Un Petit Instant, SVP

Am enjoying today’s discussion of U.S. military commissions. But I fear the jumping-off point for the discussion, an endorsement of France’s prosecution of Farid Benyettou et al . , rests on shaky ground.

It’s dangerous to try to draw parallels between procedures of the United States and any country, even those of our principal legal progenitor, England. This is surely the case with a civil-law country like France. The problem is not that the French “don’t even use a jury.”   In point of fact, France does use laypersons as co-fact-finders with professional judges in some felony prosecutions (as do other civil-law systems, as I write on p. 818 & n. 57 here ). It’s an odd complaint in any event, given that the discussion revolves around commissions that themselves will not use juries.

Perhaps more important is that what is considered a “trial” in civil-law jurisdictions is far different from the American understanding of the term (something the  New York Times reporter glossed over when she referred to a “six-day trial”). The ” procès ,” the French word closest to trial , refers not only to the condensed public event that ends in conviction or acquittal but rather to the entire criminal proceeding against the defendant. In this case,  le procès  lasted not for a few days in March but rather for many years: All residents of Paris’$2 19th arrondissement, M. Benyettou and his six co-defendants were first arrested in 2005 , and some have been detained since then. In the interim, their case no doubt worked its way through not-public proceedings before a juge d’instruction , as is properly noted in this  post  today. Only after these proceedings were completed would the public trial, la procédure contradictoire , have taken place in robust form (see p. 838 here ). Thus, even while applauding the use of the civilian system and the crafting of an evidentiary solution—aspects of the case that do deserve applause—we ought to be a bit chary of assuming that all that occurred procedurally during the long procès deserves applause.
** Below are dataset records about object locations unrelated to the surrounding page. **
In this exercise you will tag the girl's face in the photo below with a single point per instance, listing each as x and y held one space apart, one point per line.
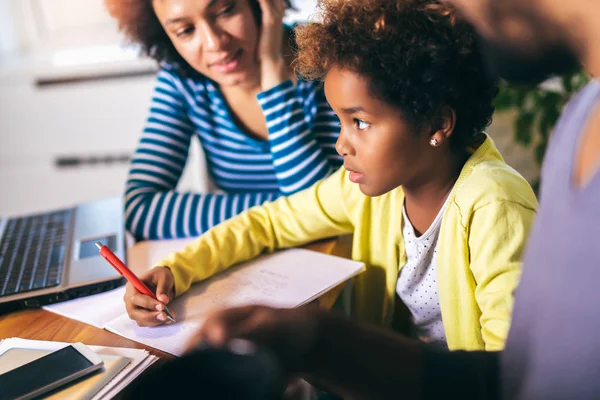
381 149
218 38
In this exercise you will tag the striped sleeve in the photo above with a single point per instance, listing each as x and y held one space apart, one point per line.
153 209
302 134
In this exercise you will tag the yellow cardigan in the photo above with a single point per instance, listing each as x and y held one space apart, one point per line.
483 233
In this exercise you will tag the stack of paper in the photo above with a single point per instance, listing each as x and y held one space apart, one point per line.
287 278
139 360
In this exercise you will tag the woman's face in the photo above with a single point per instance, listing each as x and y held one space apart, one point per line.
382 150
218 38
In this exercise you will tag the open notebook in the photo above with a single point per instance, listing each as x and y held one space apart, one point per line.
287 278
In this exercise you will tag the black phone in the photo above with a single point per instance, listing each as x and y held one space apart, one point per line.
49 372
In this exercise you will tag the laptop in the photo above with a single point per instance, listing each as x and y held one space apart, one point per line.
50 257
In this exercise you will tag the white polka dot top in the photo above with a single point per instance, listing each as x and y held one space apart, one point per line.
417 283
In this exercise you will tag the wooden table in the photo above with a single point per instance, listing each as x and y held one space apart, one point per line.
39 324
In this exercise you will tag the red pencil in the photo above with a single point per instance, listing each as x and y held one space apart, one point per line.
128 274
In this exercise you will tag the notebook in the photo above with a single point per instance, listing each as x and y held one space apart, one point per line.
286 278
121 366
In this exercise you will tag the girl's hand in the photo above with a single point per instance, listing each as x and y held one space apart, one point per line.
274 69
144 309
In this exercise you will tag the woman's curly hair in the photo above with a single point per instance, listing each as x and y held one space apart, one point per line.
137 20
416 55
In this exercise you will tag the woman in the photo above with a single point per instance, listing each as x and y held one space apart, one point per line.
225 78
436 215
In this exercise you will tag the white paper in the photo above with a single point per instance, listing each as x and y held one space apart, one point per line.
140 360
97 310
288 278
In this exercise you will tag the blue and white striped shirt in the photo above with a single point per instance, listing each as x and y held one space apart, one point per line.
299 151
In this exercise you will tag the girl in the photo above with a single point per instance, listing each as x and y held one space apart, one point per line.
225 79
438 217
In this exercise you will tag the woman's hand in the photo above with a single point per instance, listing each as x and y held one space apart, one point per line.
290 333
274 69
144 309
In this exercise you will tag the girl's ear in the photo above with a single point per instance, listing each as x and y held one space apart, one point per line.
444 126
256 11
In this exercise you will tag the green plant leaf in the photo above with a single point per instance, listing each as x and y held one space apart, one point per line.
523 127
540 152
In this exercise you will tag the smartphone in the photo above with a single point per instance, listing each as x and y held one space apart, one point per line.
49 372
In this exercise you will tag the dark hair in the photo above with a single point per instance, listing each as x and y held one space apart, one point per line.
137 20
415 54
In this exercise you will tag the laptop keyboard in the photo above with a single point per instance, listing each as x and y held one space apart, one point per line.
32 252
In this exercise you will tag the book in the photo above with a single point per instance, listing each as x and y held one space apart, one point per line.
286 278
121 366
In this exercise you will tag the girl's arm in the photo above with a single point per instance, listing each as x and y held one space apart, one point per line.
302 133
316 213
497 238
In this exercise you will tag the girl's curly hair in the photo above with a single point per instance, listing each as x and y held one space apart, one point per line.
416 55
137 20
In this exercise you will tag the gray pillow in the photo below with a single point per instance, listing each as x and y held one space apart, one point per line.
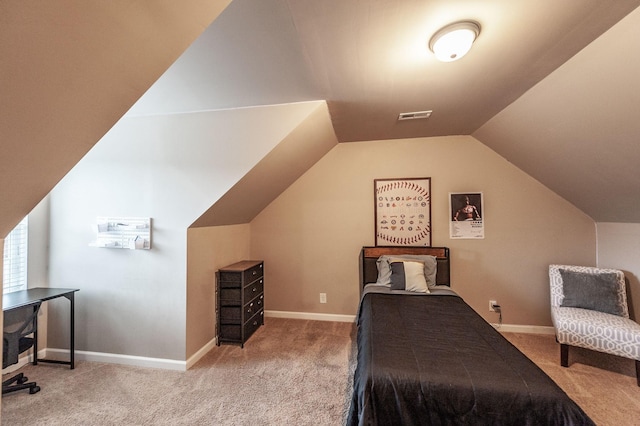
408 275
384 267
598 292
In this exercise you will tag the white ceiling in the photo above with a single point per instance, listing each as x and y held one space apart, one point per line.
529 88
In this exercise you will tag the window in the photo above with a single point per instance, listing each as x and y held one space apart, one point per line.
15 259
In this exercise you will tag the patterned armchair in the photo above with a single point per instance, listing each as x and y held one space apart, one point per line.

Still more, our discussion so far seems to ignore a core problem with the French prosecution and, in my view, with many proposed Gitmo prosecutions: The substantive crime charged.

The sole count of conviction in the French case was  «association de malfaiteurs en relation avec une entreprise terroriste» , “association with evildoers in relation to a terrorist enterprise.” Its rough U.S. equivalent is the material-support -of-terrorism offense signed into law by President Bill Clinton, used in U.S. civilian courts, and reprised in the Gitmo commissions. In 2005  Norman Abrams , Emeritus Professor of Law and former Acting Chancellor at UCLA,  argued persuasively regarding the substantive infirmity of the U.S. offense , concluding (Page 35):

The concern remains that the material support offenses will be emulated widely and lay the foundation for a broad retreat from the traditional posture of the criminal law in this country that complicitous liability requires a mens rea of purpose, and that if a mental state of knowledge is deemed sufficient, at the very least the underlying conduct must be substantial in relation to the criminal goals of the primary parties.

The French version of this offense may be open to additional questions. Both versions deserve far greater examination than they receive when we focus, necessarily but perhaps too narrowly, on questions of procedure.